If that sounds unappealing, perhaps one currency is unappealing too.

Italy will face tight limits on what it can accomplish with wise monetary policy. Let us hope that having its own currency means Italy still somehow remains a member of the European Union, or at least its somewhat free-trade and free-investment area, like Denmark, Norway, or pre-Brexit UK. Let us hope that Italians can still buy and sell goods freely across Europe, they can conduct their business in euro or lira, own bank accounts in both currencies, freely buy and sell securities, work in Europe and hire whom they please.

Do not take all of this for granted. The first thing many governments do, faced with weak currencies and government debt problems, or noticing their monetary stimulus efforts have little effect, is to force their citizens to use that weak currency, to ban foreign bank accounts, to limit citizens' rights to buy and sell euros or to borrow or invest abroad. They limit foreign banks, in order to prop up domestic banks who must hold domestic currency and debt. They limit the interest citizens get at banks, and allocate bank credit.

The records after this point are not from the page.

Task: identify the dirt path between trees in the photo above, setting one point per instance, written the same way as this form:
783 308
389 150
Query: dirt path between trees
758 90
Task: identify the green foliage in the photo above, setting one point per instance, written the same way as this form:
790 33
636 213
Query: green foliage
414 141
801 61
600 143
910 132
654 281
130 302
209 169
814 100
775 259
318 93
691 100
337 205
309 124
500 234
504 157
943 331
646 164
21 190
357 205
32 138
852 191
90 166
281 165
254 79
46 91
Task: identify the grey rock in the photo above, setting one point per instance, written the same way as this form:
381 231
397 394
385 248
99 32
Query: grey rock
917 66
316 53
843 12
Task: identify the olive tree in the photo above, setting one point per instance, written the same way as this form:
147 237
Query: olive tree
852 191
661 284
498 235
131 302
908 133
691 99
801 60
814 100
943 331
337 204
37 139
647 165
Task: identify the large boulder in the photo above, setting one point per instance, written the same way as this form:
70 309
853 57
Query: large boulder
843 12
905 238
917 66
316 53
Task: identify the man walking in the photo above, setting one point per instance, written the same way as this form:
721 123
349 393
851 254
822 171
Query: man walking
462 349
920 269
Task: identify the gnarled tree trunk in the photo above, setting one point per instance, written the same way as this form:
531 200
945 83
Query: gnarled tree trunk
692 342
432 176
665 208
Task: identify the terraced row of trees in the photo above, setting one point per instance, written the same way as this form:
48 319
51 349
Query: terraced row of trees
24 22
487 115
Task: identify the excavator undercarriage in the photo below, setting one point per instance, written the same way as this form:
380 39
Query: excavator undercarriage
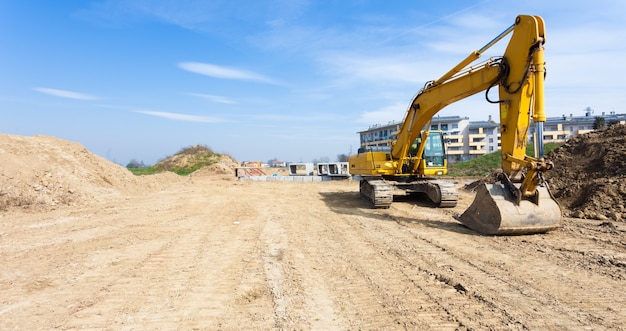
379 190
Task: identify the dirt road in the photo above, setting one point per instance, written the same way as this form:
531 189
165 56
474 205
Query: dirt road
220 254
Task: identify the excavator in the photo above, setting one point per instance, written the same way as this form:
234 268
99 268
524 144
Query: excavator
519 202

All this passes under bureaucratic bromides like “capital controls.” Economists call it “financial repression,” which gives a better sense of its effect. This is the kind of monetary policy that, like removing oil from a car, really can slow it down. And it is not clear that Italy even can leave the euro without leaving the EU.

If Italy remains open, as she must to grow, monetary policy will always be constrained by the exchange rate and competition from the euro. Too much loosening will cut the exchange rate too much, and vice versa. Wild exchange rate fluctuations are bad for business and investment all around. Italians will just use euros instead, undermining the value of a domestic currency, leading to capital controls. Even Iceland is now thinking it should peg to the euro. Switzerland and to a lesser extent Denmark are fighting hard to keep their currencies from rising.

So will Italy be better off in the long-run, back with her old sweetheart, the Lira? A well-managed currency within an economy open to trade, capital, and people, can have some benefits. The experience of pre-Brexit UK, Denmark, Switzerland, Norway, or Sweden offers small advantages, some challenges, and no particular disasters so far. The experience of pre-euro Italy is less encouraging, that of pre-euro Greece less so, and that of many small countries challenged by debt and growth less so still. Round after round of inflation and devaluation did not produce prosperity, and capital and exchange controls hurt growth substantially.

In the end, no monetary machination can substitute for a dynamic real economy. The Euro, while not perfect, is pretty good, and it offers an important pre-commitment against bad policy. The dangers and temptations of a Lira do not, in my view, compensate for the loss of an occasional afternoon espresso of stimulus.